Fasting plasma glucose in screening for NIDDM in the U.S. and Israel

Affiliations
Comparative Study

Fasting plasma glucose in screening for NIDDM in the U.S. and Israel

M Modan et al. Diabetes Care. 1994 May.

Abstract

OBJECTIVE--To demonstrate the inadequacy of fasting plasma glucose for screening for NIDDM, even among groups at high risk for diabetes. RESEARCH DESIGN AND METHODS--Representative samples of adults 40-69 years of age in the U.S. (n = 2,035) and Israel (n = 2,316) were selected. Fasting plasma glucose (FPG) was measured and a 2-h oral glucose tolerance test (OGTT) was administered. Subjects with undiagnosed NIDDM were identified using internationally accepted diagnostic criteria (FPG > or = 7.8 mM or 2-h plasma glucose > or = 11.1 mM). RESULTS--Only 31-38% of subjects with undiagnosed NIDDM had fasting hyperglycemia (> or = 7.8 mM), and 36% in the U.S. and 19% in Israel had normoglycemia (< 6.1 mM).

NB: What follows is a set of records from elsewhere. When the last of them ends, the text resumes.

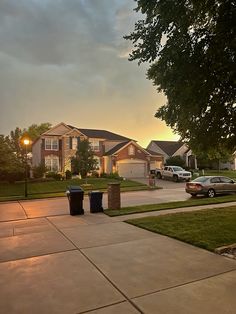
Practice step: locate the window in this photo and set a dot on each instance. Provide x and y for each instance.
(94, 145)
(74, 143)
(52, 163)
(215, 180)
(226, 180)
(131, 150)
(67, 143)
(51, 144)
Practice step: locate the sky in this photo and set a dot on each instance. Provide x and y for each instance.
(67, 61)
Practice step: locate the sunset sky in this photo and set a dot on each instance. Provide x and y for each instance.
(67, 61)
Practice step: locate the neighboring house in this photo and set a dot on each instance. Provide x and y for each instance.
(114, 153)
(172, 148)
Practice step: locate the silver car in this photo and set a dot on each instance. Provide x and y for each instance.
(210, 186)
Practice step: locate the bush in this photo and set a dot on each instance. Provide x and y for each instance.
(56, 176)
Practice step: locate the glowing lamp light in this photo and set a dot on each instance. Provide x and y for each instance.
(26, 141)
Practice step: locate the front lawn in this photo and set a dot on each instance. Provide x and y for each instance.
(171, 205)
(58, 188)
(208, 229)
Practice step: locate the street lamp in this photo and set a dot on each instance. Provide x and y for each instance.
(26, 143)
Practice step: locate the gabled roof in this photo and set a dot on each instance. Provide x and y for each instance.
(151, 152)
(116, 148)
(169, 147)
(92, 133)
(120, 146)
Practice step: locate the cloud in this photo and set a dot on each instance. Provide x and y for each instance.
(67, 60)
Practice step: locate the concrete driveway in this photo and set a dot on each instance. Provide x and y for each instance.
(57, 263)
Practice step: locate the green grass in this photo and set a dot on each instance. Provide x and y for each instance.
(170, 205)
(58, 188)
(208, 229)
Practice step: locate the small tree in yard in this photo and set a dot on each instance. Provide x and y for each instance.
(11, 166)
(175, 161)
(84, 161)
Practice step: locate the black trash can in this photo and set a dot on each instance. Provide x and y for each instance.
(75, 196)
(95, 198)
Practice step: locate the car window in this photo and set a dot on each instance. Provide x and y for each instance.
(178, 169)
(200, 179)
(225, 180)
(215, 180)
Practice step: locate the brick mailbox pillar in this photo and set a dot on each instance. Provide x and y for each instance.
(114, 195)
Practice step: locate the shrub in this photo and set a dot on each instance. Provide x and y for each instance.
(113, 175)
(56, 176)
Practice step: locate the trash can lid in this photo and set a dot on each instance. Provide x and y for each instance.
(74, 188)
(94, 192)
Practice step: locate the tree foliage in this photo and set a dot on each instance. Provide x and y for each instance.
(84, 161)
(11, 166)
(32, 133)
(191, 45)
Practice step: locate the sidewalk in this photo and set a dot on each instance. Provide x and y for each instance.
(57, 263)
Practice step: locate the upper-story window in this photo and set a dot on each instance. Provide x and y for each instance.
(131, 150)
(52, 163)
(94, 145)
(67, 143)
(51, 144)
(74, 143)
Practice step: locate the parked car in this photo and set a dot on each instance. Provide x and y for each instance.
(175, 173)
(210, 186)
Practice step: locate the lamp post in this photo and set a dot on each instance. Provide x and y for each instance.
(26, 143)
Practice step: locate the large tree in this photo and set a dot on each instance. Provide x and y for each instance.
(32, 133)
(11, 166)
(84, 160)
(191, 45)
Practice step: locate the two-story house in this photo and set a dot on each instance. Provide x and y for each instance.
(114, 153)
(174, 148)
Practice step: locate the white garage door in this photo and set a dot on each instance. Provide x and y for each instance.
(133, 170)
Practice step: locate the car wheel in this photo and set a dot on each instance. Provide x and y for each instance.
(175, 178)
(211, 193)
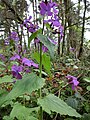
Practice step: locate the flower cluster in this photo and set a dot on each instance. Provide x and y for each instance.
(73, 81)
(24, 66)
(29, 25)
(50, 9)
(13, 36)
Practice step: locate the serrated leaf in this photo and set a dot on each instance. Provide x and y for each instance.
(29, 83)
(3, 94)
(86, 116)
(45, 61)
(55, 104)
(88, 88)
(72, 102)
(6, 79)
(2, 64)
(33, 35)
(22, 113)
(7, 118)
(87, 79)
(47, 43)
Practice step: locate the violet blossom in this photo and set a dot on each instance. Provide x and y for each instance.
(14, 36)
(73, 81)
(29, 25)
(72, 49)
(2, 57)
(45, 8)
(44, 49)
(16, 71)
(29, 63)
(16, 56)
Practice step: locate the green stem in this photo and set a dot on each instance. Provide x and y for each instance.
(40, 68)
(40, 93)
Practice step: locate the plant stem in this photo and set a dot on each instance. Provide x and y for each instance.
(40, 93)
(40, 68)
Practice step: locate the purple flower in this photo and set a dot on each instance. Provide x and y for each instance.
(45, 8)
(6, 41)
(36, 40)
(28, 24)
(72, 49)
(52, 41)
(2, 57)
(29, 63)
(44, 49)
(14, 36)
(26, 62)
(73, 81)
(16, 56)
(15, 71)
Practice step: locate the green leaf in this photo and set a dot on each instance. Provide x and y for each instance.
(87, 79)
(7, 118)
(88, 88)
(37, 70)
(6, 79)
(2, 64)
(86, 116)
(33, 35)
(29, 83)
(36, 56)
(45, 61)
(72, 102)
(22, 113)
(47, 43)
(55, 104)
(3, 94)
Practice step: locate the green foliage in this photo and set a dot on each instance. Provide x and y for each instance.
(29, 83)
(55, 104)
(45, 61)
(87, 79)
(33, 35)
(86, 117)
(88, 88)
(22, 113)
(47, 43)
(72, 102)
(6, 79)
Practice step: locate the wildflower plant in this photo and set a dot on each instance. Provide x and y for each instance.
(32, 81)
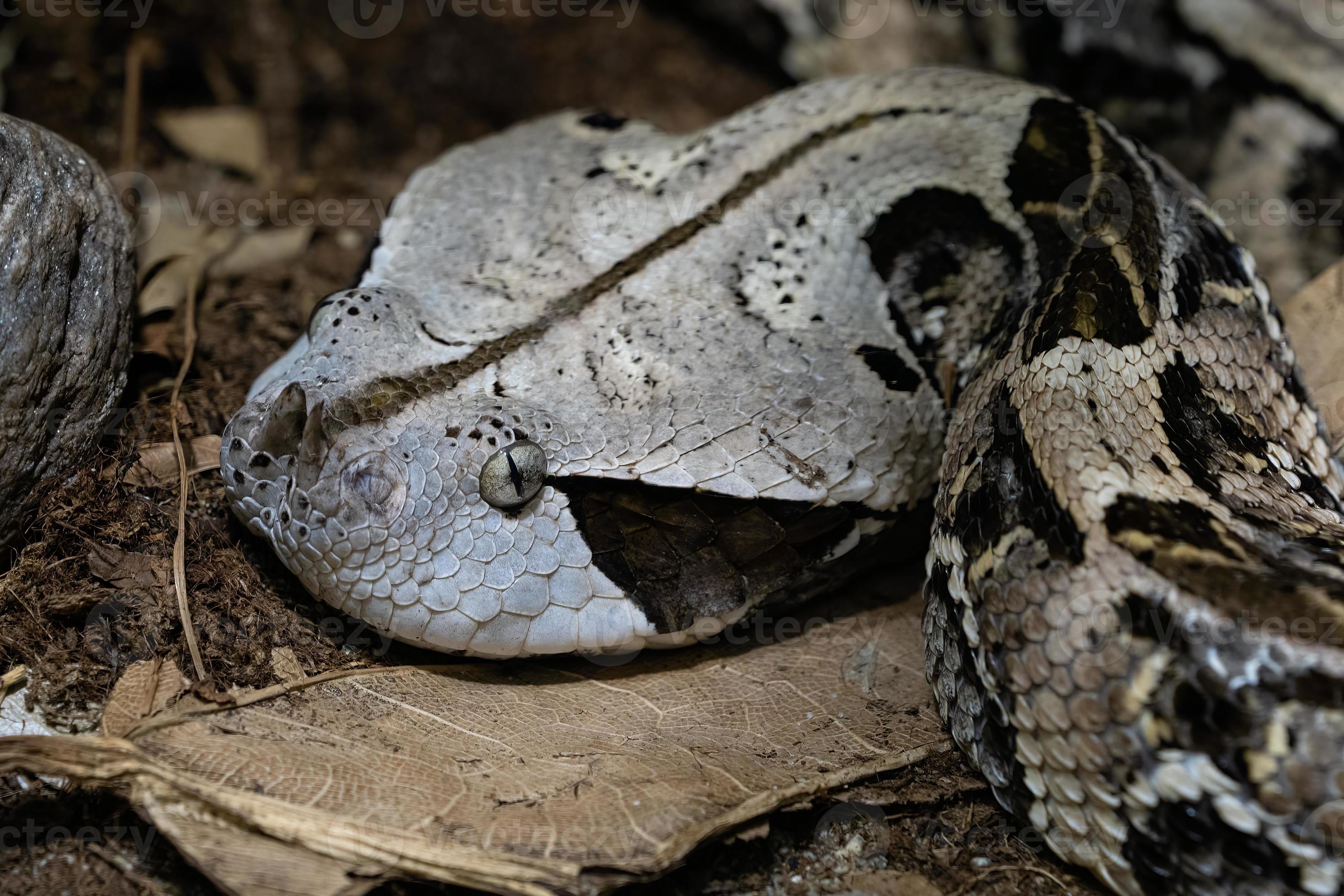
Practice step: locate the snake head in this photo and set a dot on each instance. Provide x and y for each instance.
(440, 519)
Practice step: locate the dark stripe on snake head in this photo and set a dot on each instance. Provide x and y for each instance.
(682, 555)
(920, 245)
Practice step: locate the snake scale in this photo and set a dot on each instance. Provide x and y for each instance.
(604, 387)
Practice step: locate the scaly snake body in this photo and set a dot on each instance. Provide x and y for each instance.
(734, 351)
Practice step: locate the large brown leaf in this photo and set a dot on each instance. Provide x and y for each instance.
(527, 777)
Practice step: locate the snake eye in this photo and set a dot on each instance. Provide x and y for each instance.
(512, 476)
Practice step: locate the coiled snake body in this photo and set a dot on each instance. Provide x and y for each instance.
(605, 387)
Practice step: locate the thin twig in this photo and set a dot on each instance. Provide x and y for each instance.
(179, 550)
(179, 547)
(12, 677)
(1002, 869)
(131, 104)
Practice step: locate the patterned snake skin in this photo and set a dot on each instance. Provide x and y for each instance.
(749, 354)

Postchallenge glucose, diagnostic of diabetes, was associated with all fasting values, including values < 5.0 mM. Based on sensitivity, specificity, and positive predictive value, no FPG level provided a satisfactory cutoff point to use in screening for undiagnosed NIDDM. Sensitivity at each FPG cutoff point varied little among groups classified by age, sex, race, blood pressure status, or body mass index (BMI) levels > 23, but sensitivity was lower among those with BMI levels < 23. CONCLUSIONS--In the clinical setting, FPG is commonly used in screening for NIDDM. However, fasting values < or = 7.8 mM are highly insensitive for detecting NIDDM. Lower FPG cutoff points tha achieve acceptable sensitivity are accompanied by inadequately low specificity, require a high percentage of patients to be retested, and result in a low yield of diabetes among those screened. Clinicians and researchers who seek detection of undiagnosed NIDDM should use the OGTT, because FPG lacks adequate sensitivity and specificity for this purpose.